But it’s a timely reminder that none of us can afford to be complacent when it comes to the security of client data, whether we be lenders or intermediaries.
The spotlight is on treating customers fairly but it easy to forget that not only does the Financial Services Authority’s initiative consist of fair treatment at point-of-sale but also extends to the welfare of clients throughout the business relationship – and that includes the safety of information.
Among wider concerns about the security of client information, the growth of identity fraud is making sure that this will remain a hot topic. According to some sources, identity fraud is the fastest growing and most lucrative of crimes and the ease with which data can be transferred from office computers to laptops and other forms of portable media is already registering as a concern at the FSA and other regulatory bodies. The fine handed down to the Nationwide for failing to have effective systems and controls in place in terms of its customer information must serve as a wake-up call, and no doubt that was what was intended.

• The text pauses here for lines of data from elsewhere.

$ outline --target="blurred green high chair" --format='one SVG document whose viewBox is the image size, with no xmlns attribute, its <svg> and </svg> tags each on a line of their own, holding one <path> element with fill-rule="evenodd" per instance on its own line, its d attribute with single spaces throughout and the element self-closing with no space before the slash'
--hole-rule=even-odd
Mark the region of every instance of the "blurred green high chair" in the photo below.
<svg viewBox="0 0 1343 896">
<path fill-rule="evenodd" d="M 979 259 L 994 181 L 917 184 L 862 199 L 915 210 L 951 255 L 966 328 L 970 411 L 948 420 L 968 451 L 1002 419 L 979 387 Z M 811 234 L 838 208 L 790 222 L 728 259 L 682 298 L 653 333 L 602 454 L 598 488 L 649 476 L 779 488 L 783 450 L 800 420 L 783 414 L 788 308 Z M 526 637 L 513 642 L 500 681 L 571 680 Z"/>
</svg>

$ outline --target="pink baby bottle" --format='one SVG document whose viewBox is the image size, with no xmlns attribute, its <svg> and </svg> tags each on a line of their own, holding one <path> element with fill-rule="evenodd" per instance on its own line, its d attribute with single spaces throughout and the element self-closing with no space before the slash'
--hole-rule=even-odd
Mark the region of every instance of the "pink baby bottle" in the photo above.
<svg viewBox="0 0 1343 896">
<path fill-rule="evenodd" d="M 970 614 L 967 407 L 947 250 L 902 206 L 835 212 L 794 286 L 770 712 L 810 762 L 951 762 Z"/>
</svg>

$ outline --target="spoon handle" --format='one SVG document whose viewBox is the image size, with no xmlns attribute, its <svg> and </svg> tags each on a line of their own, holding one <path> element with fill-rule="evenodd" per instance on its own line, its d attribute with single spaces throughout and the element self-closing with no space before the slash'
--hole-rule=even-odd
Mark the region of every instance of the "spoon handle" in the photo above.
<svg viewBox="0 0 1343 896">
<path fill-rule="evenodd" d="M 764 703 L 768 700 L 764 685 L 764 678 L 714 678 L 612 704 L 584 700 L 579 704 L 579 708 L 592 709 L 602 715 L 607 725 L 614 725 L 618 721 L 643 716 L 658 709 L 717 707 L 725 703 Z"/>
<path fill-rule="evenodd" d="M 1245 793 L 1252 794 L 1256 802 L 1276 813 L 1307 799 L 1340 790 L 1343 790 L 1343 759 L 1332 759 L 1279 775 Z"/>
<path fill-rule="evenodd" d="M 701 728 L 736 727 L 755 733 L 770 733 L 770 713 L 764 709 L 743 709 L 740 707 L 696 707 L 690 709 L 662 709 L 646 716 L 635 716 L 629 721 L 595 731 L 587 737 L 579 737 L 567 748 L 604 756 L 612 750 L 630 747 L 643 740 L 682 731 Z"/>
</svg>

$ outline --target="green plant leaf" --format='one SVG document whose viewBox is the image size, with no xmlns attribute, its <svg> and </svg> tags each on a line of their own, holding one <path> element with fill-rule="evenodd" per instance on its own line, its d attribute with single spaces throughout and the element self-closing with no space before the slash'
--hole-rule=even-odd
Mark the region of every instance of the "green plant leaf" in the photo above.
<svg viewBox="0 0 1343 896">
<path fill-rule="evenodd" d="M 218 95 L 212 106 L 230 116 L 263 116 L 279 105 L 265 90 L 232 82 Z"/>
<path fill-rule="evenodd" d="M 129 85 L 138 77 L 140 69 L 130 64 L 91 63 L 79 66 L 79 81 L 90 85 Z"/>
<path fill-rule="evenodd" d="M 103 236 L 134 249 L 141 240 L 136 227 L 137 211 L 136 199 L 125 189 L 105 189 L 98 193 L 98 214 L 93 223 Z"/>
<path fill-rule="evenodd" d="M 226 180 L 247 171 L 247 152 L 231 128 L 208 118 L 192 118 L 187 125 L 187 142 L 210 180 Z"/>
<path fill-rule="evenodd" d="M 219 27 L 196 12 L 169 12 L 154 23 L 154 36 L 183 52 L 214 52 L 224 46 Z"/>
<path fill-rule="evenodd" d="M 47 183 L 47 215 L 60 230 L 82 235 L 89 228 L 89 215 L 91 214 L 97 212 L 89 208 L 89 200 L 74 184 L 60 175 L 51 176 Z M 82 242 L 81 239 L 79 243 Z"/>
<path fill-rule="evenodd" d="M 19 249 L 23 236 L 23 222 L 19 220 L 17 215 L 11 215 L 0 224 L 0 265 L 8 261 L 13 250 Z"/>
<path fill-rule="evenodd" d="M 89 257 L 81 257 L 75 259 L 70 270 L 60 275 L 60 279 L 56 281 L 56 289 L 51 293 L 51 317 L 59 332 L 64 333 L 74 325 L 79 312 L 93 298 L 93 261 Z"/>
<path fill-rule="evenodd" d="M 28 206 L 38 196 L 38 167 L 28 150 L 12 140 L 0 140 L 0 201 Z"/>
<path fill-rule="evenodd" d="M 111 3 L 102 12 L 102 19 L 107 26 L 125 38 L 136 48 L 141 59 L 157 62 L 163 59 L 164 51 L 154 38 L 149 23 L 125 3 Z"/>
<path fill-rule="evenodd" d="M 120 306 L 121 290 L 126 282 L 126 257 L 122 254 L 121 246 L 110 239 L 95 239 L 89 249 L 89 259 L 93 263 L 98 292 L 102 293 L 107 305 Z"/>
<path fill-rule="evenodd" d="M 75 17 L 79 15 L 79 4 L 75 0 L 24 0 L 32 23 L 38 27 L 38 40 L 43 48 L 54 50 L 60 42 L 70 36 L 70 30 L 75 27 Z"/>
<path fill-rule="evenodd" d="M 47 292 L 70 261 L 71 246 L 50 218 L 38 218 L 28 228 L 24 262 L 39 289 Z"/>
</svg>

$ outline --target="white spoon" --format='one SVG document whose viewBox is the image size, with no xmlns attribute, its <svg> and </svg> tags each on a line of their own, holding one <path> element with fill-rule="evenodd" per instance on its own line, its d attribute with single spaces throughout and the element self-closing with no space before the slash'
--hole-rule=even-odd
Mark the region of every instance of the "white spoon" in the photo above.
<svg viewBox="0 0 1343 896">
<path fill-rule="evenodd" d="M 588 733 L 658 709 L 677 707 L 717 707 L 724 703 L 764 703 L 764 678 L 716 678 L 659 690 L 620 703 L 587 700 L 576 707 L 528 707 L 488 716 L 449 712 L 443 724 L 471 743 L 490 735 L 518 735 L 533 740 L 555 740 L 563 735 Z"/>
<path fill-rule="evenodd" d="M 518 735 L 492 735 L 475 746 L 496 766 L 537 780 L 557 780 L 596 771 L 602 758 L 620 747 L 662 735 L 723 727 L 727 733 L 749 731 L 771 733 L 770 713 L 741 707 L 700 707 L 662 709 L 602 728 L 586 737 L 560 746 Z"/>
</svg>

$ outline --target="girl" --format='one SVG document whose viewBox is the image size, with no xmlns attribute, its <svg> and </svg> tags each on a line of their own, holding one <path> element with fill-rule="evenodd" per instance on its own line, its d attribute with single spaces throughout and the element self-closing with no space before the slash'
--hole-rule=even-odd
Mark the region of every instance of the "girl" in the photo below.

Part of the problem for brokers is understanding how much of the data they hold is required for accurate record-keeping and how much should be deleted as far as data protection legislation is concerned.
Before anyone runs away with the idea that this issue does not concern brokers and lenders in the secured loans market, they should think again. Not only is this an issue that affects everyone but the handling and security of client information should be as much a priority for secured loans practitioners as it is for FSA-regulated mortgage intermediaries.
Many advisers in the field of secured loans are already compulsorily regulated and will no doubt have taken note of the FSA’s stance. But for everyone else, I recommend that you look carefully at establishing a proper risk management system for looking after client information. Don’t wait for the retrospective purge that will come, whether compulsory regulation becomes a reality or not.